Drawing by Hiromi Yamamoto

As for the chakras of the human body, the chakra which is related to water element is the second chakra. The second chakra controls womb, ovary, and sexual organs, which are the reproductive organs. When the second chakra is well balanced, it allows for detachment. On the other hand, when it lacks the balance, it causes over-attachments to people, events, etc. The nature of the water element is receptive, fluctuating, sensuous, changing, and purifying.

The chakra which is related to fire element, is the third charka. The third chakra controls stomach, liver, spleen, gall bladder and the nervous system. When the third chakra is well balanced, it gives us forgiveness and emotional relief. On the other hand, when it lacks the balance, it leads to anger, regret, and hatred. The natures of fire element are intelligence, vitality, insight, actions, and thoughts and guide us to the right direction.

It is necessary to balance these two chakras, because too much fire element will cause depletion of the water and too much water element will cause extinction of the fire. We can see some bipolar nature like these two elements in Dokudami. Smooth surfaces of the white bracts and softness of the yellow flowers like a tail of cat are in contrast to textured backside of the leaves and strong stems, which we cannot pick easily. There are male energy (explicit) and female energy (implicit) in the flowers, which make one living form.

What I see in Dokudami is a pair of explicit and implicit, which we also see in persons and all things. The more we learn our explicit side in ourselves and accept it as a part of us, the better implicit side we tend to have. It is the growth of our soul. We learn it again and again through our lives.
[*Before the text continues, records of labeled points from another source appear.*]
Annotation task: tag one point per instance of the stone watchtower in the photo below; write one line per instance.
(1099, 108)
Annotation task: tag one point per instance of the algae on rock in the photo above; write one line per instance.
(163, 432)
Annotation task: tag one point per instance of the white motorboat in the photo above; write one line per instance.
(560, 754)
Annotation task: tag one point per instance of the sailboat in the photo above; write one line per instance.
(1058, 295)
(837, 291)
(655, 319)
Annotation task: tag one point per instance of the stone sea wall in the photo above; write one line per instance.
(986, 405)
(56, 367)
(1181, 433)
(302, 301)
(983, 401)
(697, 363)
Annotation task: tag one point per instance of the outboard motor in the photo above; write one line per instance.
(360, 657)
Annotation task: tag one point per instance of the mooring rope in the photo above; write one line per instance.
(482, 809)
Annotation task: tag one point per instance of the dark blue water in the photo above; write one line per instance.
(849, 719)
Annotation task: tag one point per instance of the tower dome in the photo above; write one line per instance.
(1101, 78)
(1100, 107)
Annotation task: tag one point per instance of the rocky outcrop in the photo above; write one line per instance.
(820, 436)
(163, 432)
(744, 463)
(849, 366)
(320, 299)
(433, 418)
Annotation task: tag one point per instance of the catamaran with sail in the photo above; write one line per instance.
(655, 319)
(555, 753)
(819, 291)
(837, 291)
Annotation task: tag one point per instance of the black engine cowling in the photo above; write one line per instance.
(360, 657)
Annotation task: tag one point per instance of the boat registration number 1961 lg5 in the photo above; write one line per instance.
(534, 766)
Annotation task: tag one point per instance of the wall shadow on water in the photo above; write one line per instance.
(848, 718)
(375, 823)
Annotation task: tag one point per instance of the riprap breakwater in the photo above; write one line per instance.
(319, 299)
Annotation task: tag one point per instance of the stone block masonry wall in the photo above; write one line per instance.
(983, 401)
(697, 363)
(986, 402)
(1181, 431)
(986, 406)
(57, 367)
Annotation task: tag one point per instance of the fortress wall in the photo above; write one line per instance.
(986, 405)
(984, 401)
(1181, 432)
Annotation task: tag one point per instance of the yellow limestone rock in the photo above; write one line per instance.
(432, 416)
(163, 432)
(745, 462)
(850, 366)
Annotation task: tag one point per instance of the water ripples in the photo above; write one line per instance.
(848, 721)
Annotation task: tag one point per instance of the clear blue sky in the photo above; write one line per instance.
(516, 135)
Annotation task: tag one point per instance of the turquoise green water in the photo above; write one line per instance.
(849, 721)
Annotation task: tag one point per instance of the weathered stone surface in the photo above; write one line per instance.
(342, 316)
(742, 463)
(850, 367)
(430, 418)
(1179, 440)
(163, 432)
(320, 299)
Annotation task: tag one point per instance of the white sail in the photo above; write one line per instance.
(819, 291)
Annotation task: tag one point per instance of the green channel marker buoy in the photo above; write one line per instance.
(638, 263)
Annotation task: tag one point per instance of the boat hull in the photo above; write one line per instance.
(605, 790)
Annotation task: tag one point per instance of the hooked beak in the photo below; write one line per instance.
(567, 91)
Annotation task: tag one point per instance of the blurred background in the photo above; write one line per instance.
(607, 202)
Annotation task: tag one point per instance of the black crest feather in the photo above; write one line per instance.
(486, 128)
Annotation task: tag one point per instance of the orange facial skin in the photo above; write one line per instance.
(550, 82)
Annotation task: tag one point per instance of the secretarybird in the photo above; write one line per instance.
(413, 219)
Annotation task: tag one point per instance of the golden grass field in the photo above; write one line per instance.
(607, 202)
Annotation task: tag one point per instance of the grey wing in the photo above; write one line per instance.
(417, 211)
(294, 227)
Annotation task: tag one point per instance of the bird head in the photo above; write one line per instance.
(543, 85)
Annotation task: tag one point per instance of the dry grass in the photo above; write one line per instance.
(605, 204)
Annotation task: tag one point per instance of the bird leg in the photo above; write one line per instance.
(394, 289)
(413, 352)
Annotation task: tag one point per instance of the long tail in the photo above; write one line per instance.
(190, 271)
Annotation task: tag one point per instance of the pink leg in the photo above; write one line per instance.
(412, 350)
We experience many kinds of yin and yang, such as one between mother and children, one among the members of a group, one in partnership. By the emotion we have when we go through the above cases, we become off-balance in mind, which brings us some disease. We have been using Dokudami since ancient times because we know that Dokudami fixes our insides governed by the third chakra, makes us relax, cleans the streams of blood governed by the second chakra, reproduces them, and leads our bodies, minds, and souls.

From the point of color analysis, the yellow color of the flowers expresses relationships and communication between others. The white color of the bracts expresses purification and service to human beings and natural world. The bracts, as if spreading to hold the flowers, seem to develop the concept of service, giving us the purification of our emotion, forgiveness, and healing during the growth of our mind.
(Kobayashi)

Artistic Expression:

Dokudami
by Kumiko Tsuruta
Japanese translation below

In the pale dark
I open my heart
Longing for the light of the Sun

However
In the light of the Sun
My heart would be scorched

Ah, this passion
Blazing in red

Oh, God
In my heart
Make a pure white cross flower
In bloom


Collage by Hiromi Yamamoto

About the students:

Miho Kawakami has her own therapy room and conducts healing sessions with flower essences and the Tarot. She does several things to spread information about flower essence therapy to a wide range of people, including publishing a magazine and teaching classes on flower essences.

Chieko Kobayashi is an Energy Chakra Therapist and Counselor who has her own therapy room, "Pur Coeur C Room," in Yamanashi-Prefecture, Japan.

Yuko Oda works as a sales person in a shop. She was seeking "joy for her soul" for a long time and then met flower essences. Now she feels life's truths and has increasingly deeper insights. She hopes her heart will continue to open much more to allow the growth of love within herself.

Hiromi Yamamoto works as a body therapist using essential oils, and is guided and helped by flower essences everyday. The use of Self Heal Creme has been her favorite since first beginning her practice.